Keep stretching! As your muscles grow stronger, they tighten and pull on your tendons and ligaments, which don't gain strength as quickly as your muscles do. This can lead to tendonitis and even muscular-skeletal issues.

So work on your core strength and flexibility as much as possible. Take a pilates or yoga class if you can. Do weightlifting exercises that strength your core and stabilize your back. Above all, stretch as much as possible. It costs very little in money or time and does a world of good.

Intensity Matters

High-intensity interval training is an excellent way to build fitness not just for shorter events but also for the sort of long events we ride. But for it to work, you have to have a plan.

Fortunately, there are many books and articles on the subject. It's easy to find coaches, equipment such as trainers and power meters, and knowledge bases everywhere on the internet. The ultra-marathoners among us are perhaps the best source of information for DC Randonneurs, as they are a remarkably pleasant group and willing to entertain all sorts of questions. Post one to the listserv and see what sort of response you get.

Work on Your Technique

Too often, cycling injuries that get blamed on equipment are really the result of bad conditioning or technique. Schirmer's neck (muscle fatigue so intense that riders become unable to hold their head up unassisted) can happen to anyone, but you can train to avoid it by doing exercises that strength your shoulders or neck, such as pushups, or (as a doctor suggested to Bob Olsen) bouncing a basketball against a wall above your head, so you have to look up to see it.

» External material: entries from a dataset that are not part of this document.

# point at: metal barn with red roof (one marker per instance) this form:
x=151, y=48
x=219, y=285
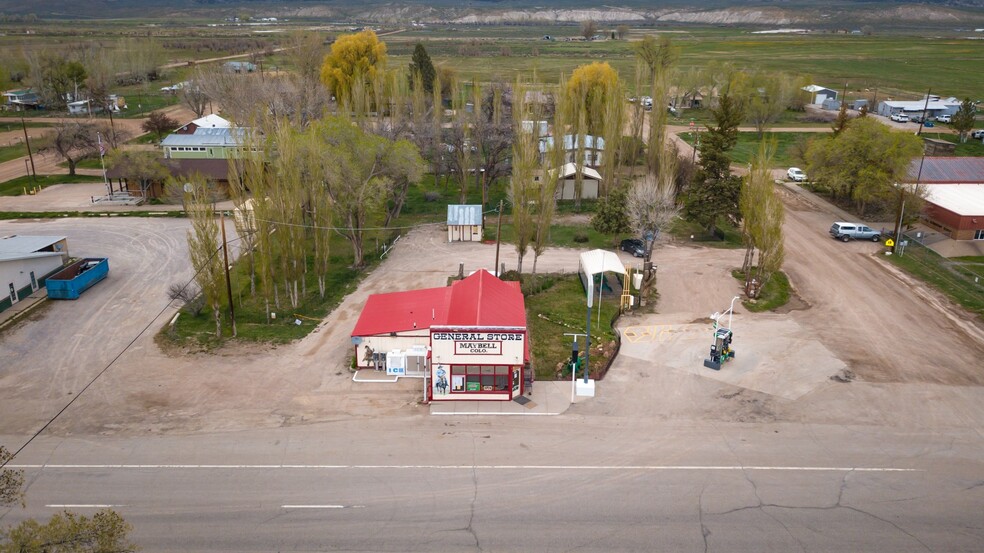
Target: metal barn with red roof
x=474, y=334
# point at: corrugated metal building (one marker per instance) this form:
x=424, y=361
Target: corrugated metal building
x=955, y=201
x=464, y=223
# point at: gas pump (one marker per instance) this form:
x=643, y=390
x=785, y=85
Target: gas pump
x=721, y=350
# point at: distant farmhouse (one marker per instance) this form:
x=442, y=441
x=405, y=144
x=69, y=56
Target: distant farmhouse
x=934, y=107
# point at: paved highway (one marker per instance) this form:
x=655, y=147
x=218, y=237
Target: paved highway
x=537, y=484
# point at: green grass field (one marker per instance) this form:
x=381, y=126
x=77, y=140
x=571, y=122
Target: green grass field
x=891, y=65
x=749, y=143
x=562, y=305
x=22, y=185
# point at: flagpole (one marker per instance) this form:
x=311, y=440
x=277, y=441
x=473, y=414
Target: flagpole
x=103, y=163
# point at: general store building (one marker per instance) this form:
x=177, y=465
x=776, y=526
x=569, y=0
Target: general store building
x=469, y=339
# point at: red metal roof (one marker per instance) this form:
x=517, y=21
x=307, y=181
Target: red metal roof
x=479, y=300
x=484, y=300
x=402, y=311
x=947, y=170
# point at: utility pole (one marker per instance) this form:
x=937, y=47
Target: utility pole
x=498, y=229
x=27, y=141
x=574, y=356
x=923, y=118
x=225, y=255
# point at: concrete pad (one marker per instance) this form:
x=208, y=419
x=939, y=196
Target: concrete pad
x=774, y=354
x=549, y=398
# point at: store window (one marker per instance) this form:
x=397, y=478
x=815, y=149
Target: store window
x=479, y=378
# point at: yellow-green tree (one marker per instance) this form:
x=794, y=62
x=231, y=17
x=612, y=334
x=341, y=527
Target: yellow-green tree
x=354, y=58
x=590, y=86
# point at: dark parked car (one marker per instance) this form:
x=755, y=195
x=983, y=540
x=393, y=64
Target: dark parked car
x=634, y=246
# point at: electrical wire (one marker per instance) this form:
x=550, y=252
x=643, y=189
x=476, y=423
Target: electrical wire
x=110, y=364
x=161, y=312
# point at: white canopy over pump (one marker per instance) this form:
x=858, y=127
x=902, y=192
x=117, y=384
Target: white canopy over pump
x=594, y=262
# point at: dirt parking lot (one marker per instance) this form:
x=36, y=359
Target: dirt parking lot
x=853, y=311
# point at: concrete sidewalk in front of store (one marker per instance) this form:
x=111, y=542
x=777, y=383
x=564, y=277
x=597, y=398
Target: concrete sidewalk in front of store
x=548, y=398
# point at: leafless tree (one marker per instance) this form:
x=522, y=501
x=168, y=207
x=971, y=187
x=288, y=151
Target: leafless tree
x=194, y=96
x=189, y=295
x=203, y=246
x=73, y=141
x=588, y=29
x=307, y=53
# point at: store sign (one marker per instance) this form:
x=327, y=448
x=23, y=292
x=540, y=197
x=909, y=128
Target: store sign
x=477, y=343
x=477, y=347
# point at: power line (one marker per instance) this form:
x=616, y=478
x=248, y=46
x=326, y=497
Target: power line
x=110, y=364
x=165, y=308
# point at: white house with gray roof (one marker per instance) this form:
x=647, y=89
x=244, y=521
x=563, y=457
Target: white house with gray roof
x=25, y=262
x=205, y=143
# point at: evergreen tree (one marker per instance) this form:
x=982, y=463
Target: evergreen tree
x=611, y=214
x=842, y=120
x=714, y=191
x=963, y=120
x=421, y=63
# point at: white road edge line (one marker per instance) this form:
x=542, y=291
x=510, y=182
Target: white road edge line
x=83, y=506
x=471, y=467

Nerve pain anywhere from your hands to your shoulders and neck can be the result of a bike fit that puts your body too far forward and places too much weight on your arms, but it can also be the result of maintaining a death grip on your handlebars, which tends to tighten your forearms, lock your elbows, and cause every bump in the road to travel up your arms to your shoulder and neck. So keep those elbows bent and consciously remind yourself to keep your grip light and your forearms relaxed.

No matter who you are, you're going to reach a point on longer riders where your body switches from burning blood sugar (glycogen) to burning fat (triglycerides). When it does, your power output is going to drop, causing more of your weight to rest on your handlebars and seat, and less on your pedals. Unless you make an effort to keep your body relaxed, your back straight, and your pedal-stroke circular, you'll find that your entire body gets stiffer, to the point where it can become hard to sit on the bike at all.

This may be to state the matter too negatively. If you build a good training base, stay flexible, properly increase and taper your intensity in the lead-up to the events that are your primary goals, and relax on the bike, you will find you can ride not just faster than you have done before, but also with more comfort and less pain.